Blat el-Atiq, ou la renaissance des tuiles traditionnelles au cœur du Chouf

À Maasser el-Chouf, dans les montagnes du Mont-Liban, l’atelier Blat el-Atiq redonne vie à un artisanat local libanais vieux de plus d’un siècle.

Blat el-Atiq, ou la renaissance des tuiles traditionnelles au cœur du Chouf

Les tuiles de Blat el-Atiq s’exportent au-delà des montagnes du Chouf, partout au Liban et à l'étranger. Photo Florient Zwein

Ghassan Fayad n’était encore qu’un petit garçon lorsqu’il venait passer du temps dans la maison de son grand-père, à Maasser el-Chouf. « Je suis né à Beyrouth, mais ma famille est originaire de ce village », raconte le jeune homme assis sur le canapé de son salon, le sol orné de mosaïques faites de tuiles en ciment traditionnelles de sa propre fabrication. « Enfant, j’étais un peu turbulent et je faisais souvent des bêtises pour passer le temps. Un dimanche, alors que nous étions venus visiter les proches, j’ai trouvé de vieilles tuiles entreposées dans une pièce de la maison et je les ai toutes cassées pour m’amuser. » Alors, quand en 2012, pour un projet de fin d’années durant ses études d’architecte d'intérieur, son professeur lui demande de réaliser une galerie vintage, il décide d’utiliser le même style de tuiles traditionnelles que celles de la maison de son grand-père. « En voyant mon projet, ma professeure m’a demandé d’entreprendre des recherches sur la fabrication de ces tuiles en ciment. C’est ce que j’ai fait et c’est ainsi que m’est venue cette idée et que tout a commencé. »

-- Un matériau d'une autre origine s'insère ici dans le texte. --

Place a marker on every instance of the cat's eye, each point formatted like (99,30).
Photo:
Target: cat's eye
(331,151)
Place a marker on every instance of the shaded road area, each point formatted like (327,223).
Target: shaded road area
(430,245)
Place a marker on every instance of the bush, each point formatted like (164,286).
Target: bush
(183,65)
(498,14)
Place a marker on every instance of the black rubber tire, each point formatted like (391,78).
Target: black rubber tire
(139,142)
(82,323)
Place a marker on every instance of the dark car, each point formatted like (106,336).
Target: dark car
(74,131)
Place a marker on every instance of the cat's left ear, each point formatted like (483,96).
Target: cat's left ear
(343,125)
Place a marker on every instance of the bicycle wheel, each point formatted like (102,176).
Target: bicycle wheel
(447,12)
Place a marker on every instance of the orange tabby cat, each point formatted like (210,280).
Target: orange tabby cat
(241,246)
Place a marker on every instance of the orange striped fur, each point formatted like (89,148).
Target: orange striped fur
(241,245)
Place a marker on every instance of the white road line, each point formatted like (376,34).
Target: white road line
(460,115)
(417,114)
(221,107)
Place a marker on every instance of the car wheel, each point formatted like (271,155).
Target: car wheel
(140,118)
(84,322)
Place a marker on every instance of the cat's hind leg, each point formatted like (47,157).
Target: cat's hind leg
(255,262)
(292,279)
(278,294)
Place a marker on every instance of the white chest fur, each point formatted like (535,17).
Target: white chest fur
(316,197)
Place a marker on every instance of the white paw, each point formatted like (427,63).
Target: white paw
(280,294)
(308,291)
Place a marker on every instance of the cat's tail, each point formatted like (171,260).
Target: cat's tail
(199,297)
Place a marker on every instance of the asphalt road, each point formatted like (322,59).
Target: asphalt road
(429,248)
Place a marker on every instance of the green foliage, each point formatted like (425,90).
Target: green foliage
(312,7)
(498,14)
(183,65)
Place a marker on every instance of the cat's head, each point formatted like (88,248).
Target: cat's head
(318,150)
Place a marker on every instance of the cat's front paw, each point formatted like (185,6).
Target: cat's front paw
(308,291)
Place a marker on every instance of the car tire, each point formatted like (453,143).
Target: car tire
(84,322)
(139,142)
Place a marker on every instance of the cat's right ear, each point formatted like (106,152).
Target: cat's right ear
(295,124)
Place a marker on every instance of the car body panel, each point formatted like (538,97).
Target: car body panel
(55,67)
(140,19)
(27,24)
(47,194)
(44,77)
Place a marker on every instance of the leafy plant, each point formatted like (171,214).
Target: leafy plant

Aujourd’hui, Ghassan Fayad emploie à temps plein cinq personnes qu’il a lui-même formées dans son atelier. Photo Florient Zwein


Du projet à la réalité

Les années passant, l’idée dans la tête du jeune homme devient de plus en plus présente. Les années justement, ce sont elles aussi qui, progressivement, ont laissé la céramique prendre le dessus sur les tuiles traditionnelles libanaises et qui, avec le temps, ont presque fini par éclipser cet artisanat local du pays. En 2017, après deux années de travail à Dubaï en tant qu’architecte d’intérieur, son père achète la maison familiale dans laquelle Ghassan Fayad vit aujourd’hui à Maasser el-Chouf. C’est alors qu’il décide de concrétiser ce projet. « Au cours de mes recherches, je ne trouvais aucune mosaïque en tuiles au Liban qui correspondait à celles que je voulais vraiment, celles de mon grand-père. Il était temps d’aller plus loin dans ce projet un peu fou qui trottait dans ma tête depuis longtemps. »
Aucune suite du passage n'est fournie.